For several trading sessions in a row, and in a process that extended for more than a month, the USD/JPY price has been moving under downward pressure. The support level at 103.67 remained a barrier to the bears' control as technical indicators rushed into strong oversold areas. However, attempts to rebound to the top remained very limited throughout that period, as the currency pair did not cross the 104.75 resistance and closed last week's trading around the 104.03 level, after a downward rally on Friday to the 103.82 support. This technically boring performance warns that a price explosion may occur in the near future, and all expectations may be for a rebound to the upside. Technical indicators have reached strong oversold areas and Forex traders are waiting for a buying opportunity more than an opportunity to sell from recent losses.
The Michigan Preliminary Consumer Confidence Index for December beat expectations of 76.5 with a reading of 81.4. On the other hand, the US PPI reading excluding food and energy for the month of November was below expectations of 1.5%, with a change of 1.4%. On a monthly basis, a change of 0.1% was recorded and expectations were of a reading at 0.2%. In contrast, the previous US Consumer Price Index for food and energy for November surpassed expectations (monthly) at 0.1% with 0.2% and, on an annual basis, it came as expected at 1.6%. On Thursday, it was announced that the number of Americans seeking unemployment benefits jumped last week to 853,000, the largest number of unemployment claims since last September. The increase in unemployment claims indicated that many US companies are still laying off workers as states re-enforce company closures and consumers avoid shopping, traveling or eating out.
Japanese GDP growth for the third quarter beat expectations (QoQ) of 5% with a change of 5.3%. On an annual basis, GDP growth exceeded expectations by 21.5%, recording 22.9%. On the other hand, total household spending for October missed the expected change of 2.5% with a change of 1.9% year-on-year. Today, the industrial TANKAN reading will be announced from the Japanese central bank, then the industrial production rate will be announced, and there is no important US economic data expected today.
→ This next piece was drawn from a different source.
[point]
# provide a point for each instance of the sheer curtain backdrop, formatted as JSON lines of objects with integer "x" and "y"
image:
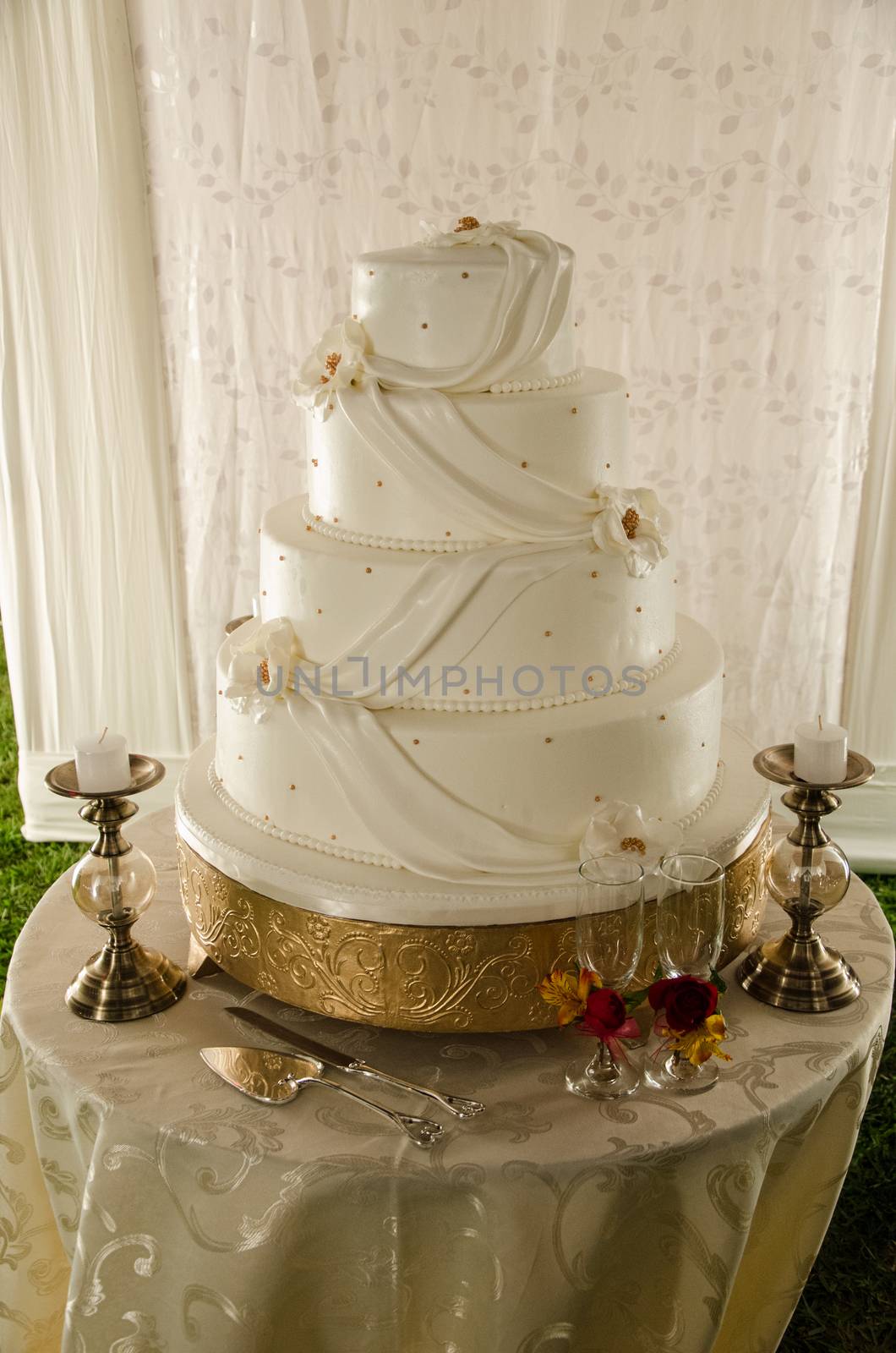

The US Federal Reserve will meet this week, and they are expected to provide more detailed guidance on how long they will continue their bond-buying program, which may reassure financial markets that purchases will not end anytime soon. Therefore, the Fed could announce other moves, such as shifting more of its purchases to long-term bonds to try to reduce long-term borrowing rates and encourage spending. But most analysts believe the Fed will keep the move in reserve.
Technical analysis of the pair:
In the near term, and according to the performance on the hourly chart, it appears that the USD/JPY is trading within a downward channel. This indicates a slight short-term bearish bias in market sentiment. It is also closer to oversold levels in the 14-hour RSI. Accordingly, bulls will target short-term bounce gains around 104.31 or higher at 104.69. Bears will be looking for short-term gains around 103.68 or lower at 103.29.
In the long term, and according to the performance on the daily chart, it appears that the USD/JPY is trading within a sharp downtrend channel. This indicates a strong long-term downward trend in market sentiment. The pair has now retreated near the 76.40% Fibonacci level. Accordingly, bears will look to extend the current bearish move towards the support at 102.61 or less to the 100% Fibonacci level at 101.17. On the other hand, the bulls will target profits at 61.80% and 50% Fibonacci at 105.17 and 106.41, respectively.